Dicho esto se levantó Luis XV, y dirigiéndose al duque le dijo:

—Mariscal.

El duque se aproximó al rey.

—¿Ha quedado satisfecha la chica?

—¿Con qué, señor?

—Con el cofre.

—Dispénseme Vuestra Majestad si le hablo bajo; pero el padre escucha, y no conviene que oiga lo que voy a deciros.

—¡Bah!

—No.

—Pues bien, hablad.

—Señor, la chica odia el casamiento, es cierto, pero aseguro que Vuestra Majestad no le causa horror.

Y esto diciendo, con una familiaridad que agradó al rey por el exceso mismo de la franqueza, el mariscal corrió adonde esperaba Taverney, quien por respeto se había retirado al umbral de la galería.

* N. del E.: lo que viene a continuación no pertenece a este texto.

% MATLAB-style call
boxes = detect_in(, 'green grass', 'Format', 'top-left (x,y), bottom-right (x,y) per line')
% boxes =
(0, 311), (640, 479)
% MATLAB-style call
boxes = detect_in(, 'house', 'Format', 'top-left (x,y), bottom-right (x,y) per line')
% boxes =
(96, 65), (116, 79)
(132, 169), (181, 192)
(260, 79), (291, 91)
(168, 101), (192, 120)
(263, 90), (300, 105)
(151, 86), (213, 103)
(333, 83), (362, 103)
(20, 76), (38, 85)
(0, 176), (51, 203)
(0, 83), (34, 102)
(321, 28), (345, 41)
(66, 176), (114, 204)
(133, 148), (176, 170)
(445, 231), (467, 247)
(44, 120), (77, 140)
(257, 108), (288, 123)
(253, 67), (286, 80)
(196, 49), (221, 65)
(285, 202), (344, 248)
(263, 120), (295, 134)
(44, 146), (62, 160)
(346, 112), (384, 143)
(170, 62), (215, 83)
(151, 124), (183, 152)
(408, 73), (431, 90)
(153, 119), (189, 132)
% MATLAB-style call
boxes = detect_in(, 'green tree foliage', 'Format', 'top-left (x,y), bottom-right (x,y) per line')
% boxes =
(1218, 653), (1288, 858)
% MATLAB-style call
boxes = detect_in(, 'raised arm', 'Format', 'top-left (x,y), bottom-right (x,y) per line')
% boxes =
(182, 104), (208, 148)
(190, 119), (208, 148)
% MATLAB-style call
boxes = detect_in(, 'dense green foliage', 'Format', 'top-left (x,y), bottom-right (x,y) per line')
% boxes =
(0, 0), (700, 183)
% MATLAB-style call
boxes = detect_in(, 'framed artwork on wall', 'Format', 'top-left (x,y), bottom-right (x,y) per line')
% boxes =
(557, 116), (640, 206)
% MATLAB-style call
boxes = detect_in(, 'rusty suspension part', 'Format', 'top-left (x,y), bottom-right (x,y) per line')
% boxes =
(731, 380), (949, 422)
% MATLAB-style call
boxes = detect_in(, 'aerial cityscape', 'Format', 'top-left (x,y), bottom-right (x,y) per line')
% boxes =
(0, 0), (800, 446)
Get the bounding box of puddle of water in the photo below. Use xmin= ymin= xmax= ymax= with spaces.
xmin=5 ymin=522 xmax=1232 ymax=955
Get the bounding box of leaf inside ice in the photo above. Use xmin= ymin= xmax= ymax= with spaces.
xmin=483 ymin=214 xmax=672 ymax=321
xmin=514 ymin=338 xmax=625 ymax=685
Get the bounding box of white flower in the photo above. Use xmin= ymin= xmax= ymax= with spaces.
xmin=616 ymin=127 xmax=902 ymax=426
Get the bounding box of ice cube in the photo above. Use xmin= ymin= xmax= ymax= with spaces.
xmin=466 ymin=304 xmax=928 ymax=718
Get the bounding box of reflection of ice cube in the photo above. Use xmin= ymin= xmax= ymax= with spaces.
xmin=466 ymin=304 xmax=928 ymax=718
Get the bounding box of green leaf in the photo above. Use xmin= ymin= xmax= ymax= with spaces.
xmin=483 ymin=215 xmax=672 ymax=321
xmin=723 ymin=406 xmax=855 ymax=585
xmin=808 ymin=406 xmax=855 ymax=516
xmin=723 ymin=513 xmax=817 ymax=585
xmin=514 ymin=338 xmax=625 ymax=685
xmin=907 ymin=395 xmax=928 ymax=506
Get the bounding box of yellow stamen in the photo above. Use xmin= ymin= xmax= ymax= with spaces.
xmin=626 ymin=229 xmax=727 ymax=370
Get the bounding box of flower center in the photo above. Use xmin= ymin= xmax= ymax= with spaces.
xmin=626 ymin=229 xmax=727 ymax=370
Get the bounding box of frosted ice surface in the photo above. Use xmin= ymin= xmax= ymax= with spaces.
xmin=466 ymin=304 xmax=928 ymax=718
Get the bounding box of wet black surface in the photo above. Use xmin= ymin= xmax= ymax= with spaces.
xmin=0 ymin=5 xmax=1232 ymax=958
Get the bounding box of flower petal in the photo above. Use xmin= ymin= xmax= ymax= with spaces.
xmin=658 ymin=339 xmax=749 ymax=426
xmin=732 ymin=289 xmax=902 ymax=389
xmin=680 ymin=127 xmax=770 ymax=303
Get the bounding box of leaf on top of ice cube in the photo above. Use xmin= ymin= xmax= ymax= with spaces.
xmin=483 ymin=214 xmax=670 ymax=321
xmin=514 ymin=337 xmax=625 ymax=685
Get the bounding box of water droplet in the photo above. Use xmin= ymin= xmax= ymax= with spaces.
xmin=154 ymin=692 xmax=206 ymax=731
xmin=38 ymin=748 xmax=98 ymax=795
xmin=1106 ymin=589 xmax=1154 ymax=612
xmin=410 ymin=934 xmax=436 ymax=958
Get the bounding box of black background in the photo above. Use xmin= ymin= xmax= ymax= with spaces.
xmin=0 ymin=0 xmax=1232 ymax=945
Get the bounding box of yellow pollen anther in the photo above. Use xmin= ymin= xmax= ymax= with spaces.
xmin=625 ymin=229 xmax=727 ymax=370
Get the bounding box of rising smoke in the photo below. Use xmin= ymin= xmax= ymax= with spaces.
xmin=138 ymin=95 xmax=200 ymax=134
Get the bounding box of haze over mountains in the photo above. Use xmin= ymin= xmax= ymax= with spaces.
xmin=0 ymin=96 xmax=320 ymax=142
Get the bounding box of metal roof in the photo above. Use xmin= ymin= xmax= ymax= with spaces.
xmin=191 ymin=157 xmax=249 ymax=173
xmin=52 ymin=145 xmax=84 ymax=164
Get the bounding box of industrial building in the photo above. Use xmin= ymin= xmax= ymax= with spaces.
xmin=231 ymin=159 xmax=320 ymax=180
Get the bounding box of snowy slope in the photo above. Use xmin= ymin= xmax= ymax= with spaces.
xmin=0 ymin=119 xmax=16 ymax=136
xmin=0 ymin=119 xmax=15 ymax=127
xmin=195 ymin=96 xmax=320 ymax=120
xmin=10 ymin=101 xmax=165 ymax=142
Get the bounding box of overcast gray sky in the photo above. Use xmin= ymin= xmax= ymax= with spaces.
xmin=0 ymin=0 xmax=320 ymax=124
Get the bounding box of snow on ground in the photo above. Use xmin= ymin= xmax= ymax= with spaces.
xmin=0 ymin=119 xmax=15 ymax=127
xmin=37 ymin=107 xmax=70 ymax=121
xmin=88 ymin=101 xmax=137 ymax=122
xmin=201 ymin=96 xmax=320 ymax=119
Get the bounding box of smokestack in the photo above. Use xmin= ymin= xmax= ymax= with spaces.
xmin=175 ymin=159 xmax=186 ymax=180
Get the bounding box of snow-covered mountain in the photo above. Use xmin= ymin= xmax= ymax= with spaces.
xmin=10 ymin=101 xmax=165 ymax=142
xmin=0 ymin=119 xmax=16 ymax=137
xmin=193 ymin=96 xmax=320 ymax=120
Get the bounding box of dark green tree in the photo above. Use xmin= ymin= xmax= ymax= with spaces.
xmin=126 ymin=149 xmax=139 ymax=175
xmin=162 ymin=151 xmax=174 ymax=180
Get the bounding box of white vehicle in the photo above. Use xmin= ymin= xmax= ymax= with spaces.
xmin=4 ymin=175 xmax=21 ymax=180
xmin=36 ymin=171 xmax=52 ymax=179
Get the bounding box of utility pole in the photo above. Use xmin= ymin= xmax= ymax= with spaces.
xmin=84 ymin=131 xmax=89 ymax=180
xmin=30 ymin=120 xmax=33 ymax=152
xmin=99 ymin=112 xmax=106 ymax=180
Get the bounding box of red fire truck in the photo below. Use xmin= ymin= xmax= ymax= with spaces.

Los dos se dirigieron a los jardines.

La noche era espléndida; dos lacayos iban delante de ellos, llevando antorchas en una mano y apartando con la otra las floridas ramas de los arbustos; y aún estaban las ventanas de Trianón iluminadas por dentro y empañadas con el aliento inflamado de las cincuenta personas que había invitado la delfina.

La música de Su Majestad animaba el baile.

Tras un frondoso bosquecillo de lilas y abedules, Gilberto arrodillado en el suelo observaba el movimiento de las sombras detrás de las diáfanas tapicerías.

Aunque el cielo se hubiese desplomado, no hubiese sacado de su contemplación a aquel joven.

No obstante, cuando Richelieu y Taverney pasaron rozando por el bosquecillo en que estaba escondido aquel pájaro nocturno, el sonido de su voz y cierta palabra hicieron levantar la cabeza a Gilberto.

El mariscal, apoyado en el brazo de su amigo y hablándole al oído, decía:

—Es necesario enviar a tu hija a un convento.

—¿Por qué? —preguntó el barón.

—Porque apuesto a que el rey —respondió el mariscal—, está locamente enamorado de tu hija.

Estas palabras hicieron palidecer a Gilberto.